The Real Thing: Imitation and Authenticity in American Culture 1880-1940, by Miles Orvell
(Chapel Hill: The University of North Carolina Press, 1989): 382
Reviewed by Shoshanna Kook
I might acknowledge that hauling the cumbersome American Literature anthology was advantageous for those of us in need of a little pre-spring break muscle toning. Although Whitman who said, "I will accept nothing which all cannot have their counterpart of on the sound terms," might have applauded our anthology, democratically allotting each of the artists the same generic tissue-like paper with the same scrawny text, I am glad to be done with it. Missing from its pages, are the visual images and material objects that bring the individual writers and the world that prompted their texts to life. The ENAM 312/712 class web site has enhanced our understanding of the texts we have read by introducing the material objects of popular culture as a proscenium for each work. Miles Orvell's The Real Thing: Imitation and Authenticity in American Culture 1880-1940 comes at American literature through the same back door. Orvell looks to the major shifts in material culture and the arts starting in the late nineteenth century to explain parallel changes in American literary themes and form. Exploring the dramatic shifts in technology and explosion of material goods, Orvell argues that the literature during these decades reflects a consistent tension between imitating pre-existing forms, either inherited from Europe or mass-produced by a machine and a new passion for "the real thing" - the authentic or original possession or experience.
Orvell begins, conveniently for the purposes of our course, with a chapter on Whitman. As the first author of his day to embrace the changing conditions of modern life in his work, Whitman used free-verse catalogue - a series of concrete, single images of people, things, or places - to capture the energy and innovation of the city. He cites Whitman's work as the literary equivalent to the introduction of the camera in the 1840s, arguing that it was the invention of the camera that provided the foundation for Whitman's way of looking at the world.

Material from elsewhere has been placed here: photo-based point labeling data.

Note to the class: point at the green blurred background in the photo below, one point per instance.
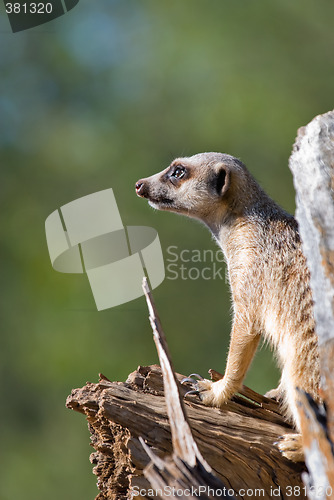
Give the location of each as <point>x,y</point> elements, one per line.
<point>100,97</point>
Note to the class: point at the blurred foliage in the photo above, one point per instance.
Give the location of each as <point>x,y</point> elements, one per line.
<point>100,97</point>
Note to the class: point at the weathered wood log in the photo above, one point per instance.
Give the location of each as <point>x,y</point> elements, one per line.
<point>312,165</point>
<point>237,441</point>
<point>186,473</point>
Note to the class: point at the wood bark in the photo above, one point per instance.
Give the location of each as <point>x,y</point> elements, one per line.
<point>312,165</point>
<point>237,442</point>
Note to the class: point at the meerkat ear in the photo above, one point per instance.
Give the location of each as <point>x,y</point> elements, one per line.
<point>222,180</point>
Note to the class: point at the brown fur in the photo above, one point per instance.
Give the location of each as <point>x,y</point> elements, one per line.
<point>268,275</point>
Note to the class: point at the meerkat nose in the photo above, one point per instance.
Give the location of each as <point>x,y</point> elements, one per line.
<point>139,187</point>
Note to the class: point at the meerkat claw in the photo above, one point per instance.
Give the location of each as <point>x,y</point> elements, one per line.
<point>192,378</point>
<point>192,392</point>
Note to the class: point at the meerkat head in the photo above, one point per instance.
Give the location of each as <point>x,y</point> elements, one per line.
<point>206,186</point>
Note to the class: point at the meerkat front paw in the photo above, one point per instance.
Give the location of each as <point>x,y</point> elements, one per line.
<point>211,393</point>
<point>291,447</point>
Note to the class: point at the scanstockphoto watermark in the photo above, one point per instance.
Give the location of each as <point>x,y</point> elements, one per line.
<point>196,492</point>
<point>194,264</point>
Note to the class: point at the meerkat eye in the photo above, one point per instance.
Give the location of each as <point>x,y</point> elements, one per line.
<point>178,172</point>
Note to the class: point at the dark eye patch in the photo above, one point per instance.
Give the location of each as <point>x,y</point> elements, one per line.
<point>178,172</point>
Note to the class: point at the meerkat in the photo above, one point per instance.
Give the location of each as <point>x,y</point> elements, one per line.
<point>268,275</point>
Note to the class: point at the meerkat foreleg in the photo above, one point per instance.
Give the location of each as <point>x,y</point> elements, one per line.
<point>244,342</point>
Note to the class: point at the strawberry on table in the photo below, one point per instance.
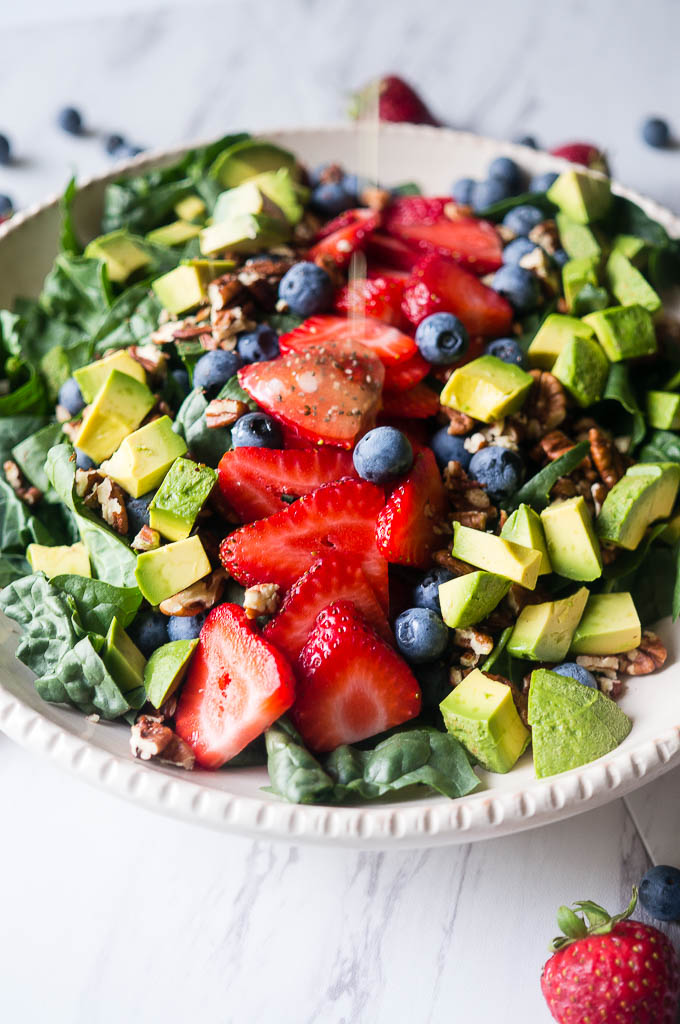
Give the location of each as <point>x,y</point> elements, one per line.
<point>237,686</point>
<point>351,685</point>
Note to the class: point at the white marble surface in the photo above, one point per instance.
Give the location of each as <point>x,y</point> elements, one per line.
<point>110,912</point>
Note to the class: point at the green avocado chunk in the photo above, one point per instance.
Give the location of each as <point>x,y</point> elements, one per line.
<point>571,724</point>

While Whitman encouraged readers to engage in "contact with real things themselves," he himself spent hours perusing daguerreotype galleries in Manhattan saying, "You will see more life there - more variety, more human nature," as he studied the pictures. I enjoyed the chapter on Whitman because while I had always imagined Whitman as a rebel moving against the tide of popular culture, Orvell demonstrates how his work shows an immersion in the trends of his day. Whitman's work was controversial because it called for the artist to assimilate the realities of the city as viewed through the naked eye, rather than adjusting its picture to appease the expectations of a so-called elite culture.
Orvell also addresses the distinction between Realists (such as Twain and James) and those who told reality as their story (Dreiser and Crane). The industrialization of the late nineteenth century made it possible for elite objects and culture to be imitated, mass produced, and distributed among the middle class. Although this democratized the marketplace making expensive items more readily available, it also introduced Americans to the possibility of fraud. For the first time someone could purchase a couch that looked authentically European and find that the upholstery was not hand sewn and a wood graining surface had been painted over an artificial material. As people began to question the authenticity of the world around them, photo-journalism became increasingly popular, promising to represent the objective perspective and tell the "truth." While James appreciated the "deceptive atmosphere of art" and saw the artist as one who had, "the control of the angle in depicting a scene visually, the control of what the reader knows at any given moment, all to achieve a calculated effect," Dreiser wrote photographically by describing pictures of "real life" synthesized through his mind. While Twain's art lay in his ability to create an illusion from inside a studio, Crane fused art with his own personal experiences - such as being wrecked in a boat - to create the final narrative. As with Whitman's work, Orvell explains how both Crane and Dreiser's works were symptomatic of the larger social and industrial changes.
Following this pattern with American literature through William Carlos Williams' poetry, The Real Thing complements the ENAM 312/712 curriculum by showing how the "things" in our class' isolated time period helped mold the literature of the day. Grounding the writers of a time period in their material surroundings makes them more accessible. Orvell dismantles the notion that the writers on our syllabus were isolated inspired men who thought great things by showing each author's work as a telling of their own physical world. His points would be useful in convincing my future high school students that their writing about the material culture and their own personal experience is worth writing about, that they have something valuable to say.
Unfortunately, Orvell's reading of the time period is limited by his neglect to include any of the non-white or female authors on our syllabus (Dickinson, Chestnutt, Chopin, and Gilman), while thoroughly addressing including all of the white males authors on our syllabus during the prescribed years. I question whether his thesis about the relationship between authenticity and imitation in material culture and literature would hold weight with the writing of Dickinson or Chestnutt, writers marginalized by the common material culture. Although Orvell's argument might only hold true for the selected demographic group he includes in his book, I enjoyed following the connections he made between physical trends in photography and technology and the form and themes of the authors. In spite of the hole in Orvell's approach, I would recommend The Real Thing for the tangibility it brings to the literature we are reading.